Credit: Kiku Langford McDonald
In 2022–2023, the Reimagining New England Histories K–12 Curriculum Committee (RNEHCC) worked with educators, community leaders, and scholars to plan and develop lessons that foreground the histories and experiences of Black and Indigenous communities throughout the Dawnland (New England). During the fall and spring, the committee met monthly for productive conversations about how best to structure, format, distribute, and implement the lessons we created. Many of our discussions built from our focus on educator experience to incorporate student experience, reflecting particularly on how to prepare educators to, in turn, prepare students for challenging and rewarding lessons that explored histories of dispossession, enslavement, resistance, and recovery. The RNEHCC evaluated, edited, and formatted curriculum materials that illuminate the experiences of Black and Indigenous mariners, created lessons that contextualized and recentered the Thanksgiving holiday and associated days of remembrance, and developed a podcast competition that challenged students to appraise and expand traditional colonial narratives. The committee has begun developing plans for addressing the social and emotional needs of students engaged in these lessons, both through materials that would accompany the lesson plans, and through professional development opportunities.
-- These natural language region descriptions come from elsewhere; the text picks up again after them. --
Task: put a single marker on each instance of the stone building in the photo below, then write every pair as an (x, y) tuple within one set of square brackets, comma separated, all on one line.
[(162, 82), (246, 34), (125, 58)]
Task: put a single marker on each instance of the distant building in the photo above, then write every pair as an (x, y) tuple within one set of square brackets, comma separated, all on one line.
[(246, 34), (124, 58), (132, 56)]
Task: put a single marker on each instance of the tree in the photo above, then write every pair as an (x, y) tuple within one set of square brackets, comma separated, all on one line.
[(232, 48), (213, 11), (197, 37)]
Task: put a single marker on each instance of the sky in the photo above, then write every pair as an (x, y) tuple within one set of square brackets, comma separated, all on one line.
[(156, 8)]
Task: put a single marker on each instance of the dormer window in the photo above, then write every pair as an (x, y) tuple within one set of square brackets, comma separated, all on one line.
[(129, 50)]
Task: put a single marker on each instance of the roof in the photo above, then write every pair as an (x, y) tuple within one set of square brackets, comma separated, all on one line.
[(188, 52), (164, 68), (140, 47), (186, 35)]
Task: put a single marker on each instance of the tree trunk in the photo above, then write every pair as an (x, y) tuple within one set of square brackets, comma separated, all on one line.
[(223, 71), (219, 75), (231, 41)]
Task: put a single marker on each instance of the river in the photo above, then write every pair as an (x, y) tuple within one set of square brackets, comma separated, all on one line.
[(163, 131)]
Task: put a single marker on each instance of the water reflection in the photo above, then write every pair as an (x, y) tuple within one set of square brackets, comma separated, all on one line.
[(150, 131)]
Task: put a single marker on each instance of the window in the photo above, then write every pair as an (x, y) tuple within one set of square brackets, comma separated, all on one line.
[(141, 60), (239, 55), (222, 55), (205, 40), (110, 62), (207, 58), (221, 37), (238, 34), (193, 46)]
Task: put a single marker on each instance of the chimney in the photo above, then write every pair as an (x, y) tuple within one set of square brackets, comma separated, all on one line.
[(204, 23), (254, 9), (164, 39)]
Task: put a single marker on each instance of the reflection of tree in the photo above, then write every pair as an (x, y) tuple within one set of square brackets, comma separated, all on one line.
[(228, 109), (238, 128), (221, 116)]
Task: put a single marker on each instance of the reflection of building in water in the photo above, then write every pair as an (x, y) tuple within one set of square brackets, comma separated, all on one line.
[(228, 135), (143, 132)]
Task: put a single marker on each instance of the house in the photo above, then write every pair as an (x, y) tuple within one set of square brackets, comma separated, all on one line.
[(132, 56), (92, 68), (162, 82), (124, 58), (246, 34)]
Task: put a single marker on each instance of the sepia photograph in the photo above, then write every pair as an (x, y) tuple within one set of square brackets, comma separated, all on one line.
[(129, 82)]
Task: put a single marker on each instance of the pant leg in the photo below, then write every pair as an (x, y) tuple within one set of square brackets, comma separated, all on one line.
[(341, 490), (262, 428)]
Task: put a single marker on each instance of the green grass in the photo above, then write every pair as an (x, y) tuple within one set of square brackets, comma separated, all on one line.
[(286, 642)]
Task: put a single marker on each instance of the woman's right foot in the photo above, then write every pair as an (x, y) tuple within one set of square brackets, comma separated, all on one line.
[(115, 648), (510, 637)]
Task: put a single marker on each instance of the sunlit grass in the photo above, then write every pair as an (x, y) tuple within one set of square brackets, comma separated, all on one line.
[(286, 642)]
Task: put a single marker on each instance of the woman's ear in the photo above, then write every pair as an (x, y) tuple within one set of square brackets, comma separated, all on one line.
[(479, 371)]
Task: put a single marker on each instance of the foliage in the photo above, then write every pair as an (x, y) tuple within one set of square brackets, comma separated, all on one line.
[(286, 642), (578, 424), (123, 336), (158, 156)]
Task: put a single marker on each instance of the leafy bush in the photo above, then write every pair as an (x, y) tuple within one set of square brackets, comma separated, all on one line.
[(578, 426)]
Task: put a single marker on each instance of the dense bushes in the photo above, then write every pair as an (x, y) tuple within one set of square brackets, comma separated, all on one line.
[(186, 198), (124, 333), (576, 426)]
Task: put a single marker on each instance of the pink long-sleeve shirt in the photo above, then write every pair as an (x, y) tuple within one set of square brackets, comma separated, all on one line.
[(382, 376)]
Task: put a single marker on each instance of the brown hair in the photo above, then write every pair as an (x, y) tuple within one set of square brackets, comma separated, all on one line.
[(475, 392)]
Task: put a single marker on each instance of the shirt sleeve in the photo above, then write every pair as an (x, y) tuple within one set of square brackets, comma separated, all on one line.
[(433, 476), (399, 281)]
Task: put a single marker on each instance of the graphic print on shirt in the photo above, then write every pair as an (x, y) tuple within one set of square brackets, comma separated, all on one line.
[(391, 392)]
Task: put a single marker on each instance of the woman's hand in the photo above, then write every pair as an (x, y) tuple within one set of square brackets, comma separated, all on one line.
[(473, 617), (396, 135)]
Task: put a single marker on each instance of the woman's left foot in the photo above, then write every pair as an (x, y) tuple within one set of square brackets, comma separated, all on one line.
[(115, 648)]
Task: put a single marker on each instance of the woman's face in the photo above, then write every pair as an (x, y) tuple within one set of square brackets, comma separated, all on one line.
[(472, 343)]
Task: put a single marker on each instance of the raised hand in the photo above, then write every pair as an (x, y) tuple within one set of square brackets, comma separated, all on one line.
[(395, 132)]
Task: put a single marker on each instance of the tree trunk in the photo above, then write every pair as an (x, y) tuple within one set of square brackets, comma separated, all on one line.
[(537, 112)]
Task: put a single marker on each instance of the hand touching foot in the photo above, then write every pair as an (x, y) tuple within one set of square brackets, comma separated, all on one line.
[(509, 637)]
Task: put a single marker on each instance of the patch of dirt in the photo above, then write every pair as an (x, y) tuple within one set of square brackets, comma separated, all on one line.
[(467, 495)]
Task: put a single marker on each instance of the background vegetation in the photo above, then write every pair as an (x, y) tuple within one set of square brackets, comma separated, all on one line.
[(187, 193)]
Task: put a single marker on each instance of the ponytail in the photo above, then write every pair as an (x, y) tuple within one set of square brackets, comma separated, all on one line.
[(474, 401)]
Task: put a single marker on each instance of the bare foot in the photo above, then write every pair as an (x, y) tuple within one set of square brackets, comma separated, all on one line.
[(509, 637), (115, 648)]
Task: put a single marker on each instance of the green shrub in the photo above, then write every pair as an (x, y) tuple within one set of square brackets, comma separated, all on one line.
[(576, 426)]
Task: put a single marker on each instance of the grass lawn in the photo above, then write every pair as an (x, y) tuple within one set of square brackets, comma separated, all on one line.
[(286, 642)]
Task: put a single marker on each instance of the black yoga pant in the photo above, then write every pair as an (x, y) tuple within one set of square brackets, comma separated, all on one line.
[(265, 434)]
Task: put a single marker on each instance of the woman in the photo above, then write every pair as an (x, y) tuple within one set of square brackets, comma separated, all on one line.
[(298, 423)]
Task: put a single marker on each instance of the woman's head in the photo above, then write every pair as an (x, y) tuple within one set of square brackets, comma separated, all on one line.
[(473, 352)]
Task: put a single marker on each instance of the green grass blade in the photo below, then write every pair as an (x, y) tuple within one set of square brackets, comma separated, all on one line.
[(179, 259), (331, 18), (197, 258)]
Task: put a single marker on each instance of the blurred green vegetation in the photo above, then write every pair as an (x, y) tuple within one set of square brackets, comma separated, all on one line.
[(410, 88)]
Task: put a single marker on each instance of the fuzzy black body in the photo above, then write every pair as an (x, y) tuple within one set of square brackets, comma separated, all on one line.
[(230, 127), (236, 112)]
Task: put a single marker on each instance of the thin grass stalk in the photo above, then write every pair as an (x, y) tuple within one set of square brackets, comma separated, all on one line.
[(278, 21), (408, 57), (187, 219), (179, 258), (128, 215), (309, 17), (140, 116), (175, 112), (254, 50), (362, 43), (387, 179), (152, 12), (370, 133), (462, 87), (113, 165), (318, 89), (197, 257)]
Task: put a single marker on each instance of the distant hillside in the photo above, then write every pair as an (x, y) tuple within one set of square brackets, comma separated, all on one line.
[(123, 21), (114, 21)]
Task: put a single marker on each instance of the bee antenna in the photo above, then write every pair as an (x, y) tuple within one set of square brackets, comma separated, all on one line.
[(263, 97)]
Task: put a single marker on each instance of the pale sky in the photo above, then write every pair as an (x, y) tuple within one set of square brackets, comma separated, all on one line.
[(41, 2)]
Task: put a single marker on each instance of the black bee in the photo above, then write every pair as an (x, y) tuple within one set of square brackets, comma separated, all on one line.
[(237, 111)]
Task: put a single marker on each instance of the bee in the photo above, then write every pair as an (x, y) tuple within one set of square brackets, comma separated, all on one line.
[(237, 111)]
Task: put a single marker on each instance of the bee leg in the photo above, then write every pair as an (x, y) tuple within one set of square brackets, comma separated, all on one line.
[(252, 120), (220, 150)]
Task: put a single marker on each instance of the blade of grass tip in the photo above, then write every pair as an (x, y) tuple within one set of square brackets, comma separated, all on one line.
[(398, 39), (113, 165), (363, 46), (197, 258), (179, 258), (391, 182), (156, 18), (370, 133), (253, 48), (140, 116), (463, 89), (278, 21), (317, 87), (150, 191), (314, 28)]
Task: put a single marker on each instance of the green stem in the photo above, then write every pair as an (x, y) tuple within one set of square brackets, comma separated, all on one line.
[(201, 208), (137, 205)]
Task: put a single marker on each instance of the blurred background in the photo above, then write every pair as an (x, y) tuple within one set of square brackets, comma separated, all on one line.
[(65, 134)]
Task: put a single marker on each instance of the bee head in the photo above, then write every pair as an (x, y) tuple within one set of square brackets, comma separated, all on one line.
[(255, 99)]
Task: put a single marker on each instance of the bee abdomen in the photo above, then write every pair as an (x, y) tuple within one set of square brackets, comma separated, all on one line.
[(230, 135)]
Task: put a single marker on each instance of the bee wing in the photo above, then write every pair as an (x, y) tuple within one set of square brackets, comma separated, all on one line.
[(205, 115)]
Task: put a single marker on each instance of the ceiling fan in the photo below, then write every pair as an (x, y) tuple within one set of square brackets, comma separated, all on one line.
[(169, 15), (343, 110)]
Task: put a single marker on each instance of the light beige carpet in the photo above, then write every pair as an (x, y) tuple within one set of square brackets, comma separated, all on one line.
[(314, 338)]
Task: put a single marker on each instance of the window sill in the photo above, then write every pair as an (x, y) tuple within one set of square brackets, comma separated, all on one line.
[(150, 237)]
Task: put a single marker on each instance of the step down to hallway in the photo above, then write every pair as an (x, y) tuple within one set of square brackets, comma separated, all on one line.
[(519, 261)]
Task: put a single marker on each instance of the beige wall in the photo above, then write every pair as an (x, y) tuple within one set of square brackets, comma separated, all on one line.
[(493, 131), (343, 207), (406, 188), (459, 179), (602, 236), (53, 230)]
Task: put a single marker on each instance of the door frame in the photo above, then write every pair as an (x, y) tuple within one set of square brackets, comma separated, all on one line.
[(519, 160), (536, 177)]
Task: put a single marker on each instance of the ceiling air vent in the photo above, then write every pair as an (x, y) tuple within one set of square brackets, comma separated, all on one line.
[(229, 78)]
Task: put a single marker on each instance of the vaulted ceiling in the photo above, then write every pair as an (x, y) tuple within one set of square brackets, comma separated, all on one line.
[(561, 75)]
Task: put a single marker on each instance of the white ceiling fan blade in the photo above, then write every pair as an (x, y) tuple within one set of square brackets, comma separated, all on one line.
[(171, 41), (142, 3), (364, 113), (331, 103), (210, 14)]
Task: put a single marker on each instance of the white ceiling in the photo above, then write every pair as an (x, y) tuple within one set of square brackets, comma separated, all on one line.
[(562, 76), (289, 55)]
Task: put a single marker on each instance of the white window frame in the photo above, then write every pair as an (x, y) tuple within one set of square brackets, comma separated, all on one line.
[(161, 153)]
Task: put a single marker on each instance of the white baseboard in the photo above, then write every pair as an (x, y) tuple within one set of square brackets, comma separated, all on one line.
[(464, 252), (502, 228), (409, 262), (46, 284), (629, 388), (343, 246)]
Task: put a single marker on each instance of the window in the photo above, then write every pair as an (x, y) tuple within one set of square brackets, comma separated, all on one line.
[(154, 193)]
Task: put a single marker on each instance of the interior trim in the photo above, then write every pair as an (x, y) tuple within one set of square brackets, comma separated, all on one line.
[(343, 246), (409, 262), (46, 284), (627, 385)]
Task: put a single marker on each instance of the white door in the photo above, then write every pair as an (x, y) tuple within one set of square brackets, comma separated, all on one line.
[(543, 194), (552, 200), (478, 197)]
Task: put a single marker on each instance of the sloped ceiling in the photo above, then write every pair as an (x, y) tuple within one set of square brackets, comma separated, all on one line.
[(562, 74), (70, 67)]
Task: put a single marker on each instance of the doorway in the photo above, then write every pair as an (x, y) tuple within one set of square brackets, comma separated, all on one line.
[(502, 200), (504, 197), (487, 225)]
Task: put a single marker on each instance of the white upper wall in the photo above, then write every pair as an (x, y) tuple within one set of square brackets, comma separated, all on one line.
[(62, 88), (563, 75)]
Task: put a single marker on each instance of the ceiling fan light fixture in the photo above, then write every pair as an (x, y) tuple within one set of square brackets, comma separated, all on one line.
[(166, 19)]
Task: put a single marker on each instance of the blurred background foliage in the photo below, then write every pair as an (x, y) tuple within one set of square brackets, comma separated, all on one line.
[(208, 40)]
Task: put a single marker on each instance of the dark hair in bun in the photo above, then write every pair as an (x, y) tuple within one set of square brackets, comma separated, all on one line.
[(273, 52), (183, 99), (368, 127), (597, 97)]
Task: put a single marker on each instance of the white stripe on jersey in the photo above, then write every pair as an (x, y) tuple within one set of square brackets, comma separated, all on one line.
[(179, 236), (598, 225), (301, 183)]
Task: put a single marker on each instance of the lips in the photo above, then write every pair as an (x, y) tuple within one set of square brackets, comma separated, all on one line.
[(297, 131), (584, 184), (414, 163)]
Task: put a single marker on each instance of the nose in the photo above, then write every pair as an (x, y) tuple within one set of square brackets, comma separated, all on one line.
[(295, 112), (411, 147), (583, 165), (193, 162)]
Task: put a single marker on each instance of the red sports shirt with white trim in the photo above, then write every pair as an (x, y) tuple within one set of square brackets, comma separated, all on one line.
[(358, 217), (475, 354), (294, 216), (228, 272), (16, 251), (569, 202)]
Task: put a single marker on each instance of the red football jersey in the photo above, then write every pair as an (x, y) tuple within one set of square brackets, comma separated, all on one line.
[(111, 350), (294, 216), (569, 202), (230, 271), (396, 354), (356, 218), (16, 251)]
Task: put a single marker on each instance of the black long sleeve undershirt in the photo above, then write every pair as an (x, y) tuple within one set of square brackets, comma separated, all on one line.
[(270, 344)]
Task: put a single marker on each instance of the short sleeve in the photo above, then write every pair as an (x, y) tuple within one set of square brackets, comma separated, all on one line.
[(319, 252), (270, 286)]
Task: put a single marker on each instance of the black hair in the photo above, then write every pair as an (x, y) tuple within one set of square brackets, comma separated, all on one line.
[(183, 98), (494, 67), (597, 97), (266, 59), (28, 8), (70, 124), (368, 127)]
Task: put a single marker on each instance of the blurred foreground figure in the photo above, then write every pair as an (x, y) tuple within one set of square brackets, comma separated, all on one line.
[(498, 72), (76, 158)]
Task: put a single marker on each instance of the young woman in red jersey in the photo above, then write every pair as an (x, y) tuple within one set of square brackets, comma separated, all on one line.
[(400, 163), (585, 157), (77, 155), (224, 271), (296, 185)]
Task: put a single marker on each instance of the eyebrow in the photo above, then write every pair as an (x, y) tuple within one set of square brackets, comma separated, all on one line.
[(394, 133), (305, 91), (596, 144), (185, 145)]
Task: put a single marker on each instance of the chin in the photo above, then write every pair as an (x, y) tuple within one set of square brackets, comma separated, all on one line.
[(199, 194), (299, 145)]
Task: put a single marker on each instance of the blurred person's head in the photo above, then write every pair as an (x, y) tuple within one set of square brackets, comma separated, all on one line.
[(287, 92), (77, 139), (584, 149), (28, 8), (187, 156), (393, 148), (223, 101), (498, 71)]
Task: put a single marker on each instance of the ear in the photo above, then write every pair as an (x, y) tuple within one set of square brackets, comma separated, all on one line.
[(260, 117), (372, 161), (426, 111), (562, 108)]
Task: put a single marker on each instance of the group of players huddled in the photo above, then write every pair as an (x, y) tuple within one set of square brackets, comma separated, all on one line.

During the summer of 2023, the committee continued its work and began to develop lessons that align with and complement the RNEH-sponsored Mystic Seaport Museum exhibit “Entwined: The Sea, Sovereignty and Freedom.” The RNEHCC will also expand its mission to support educators by offering a professional development session where teachers can further develop the knowledge, skills, and materials that will enable them to meaningfully incorporate the histories and experiences of Black and Indigenous peoples into their lessons.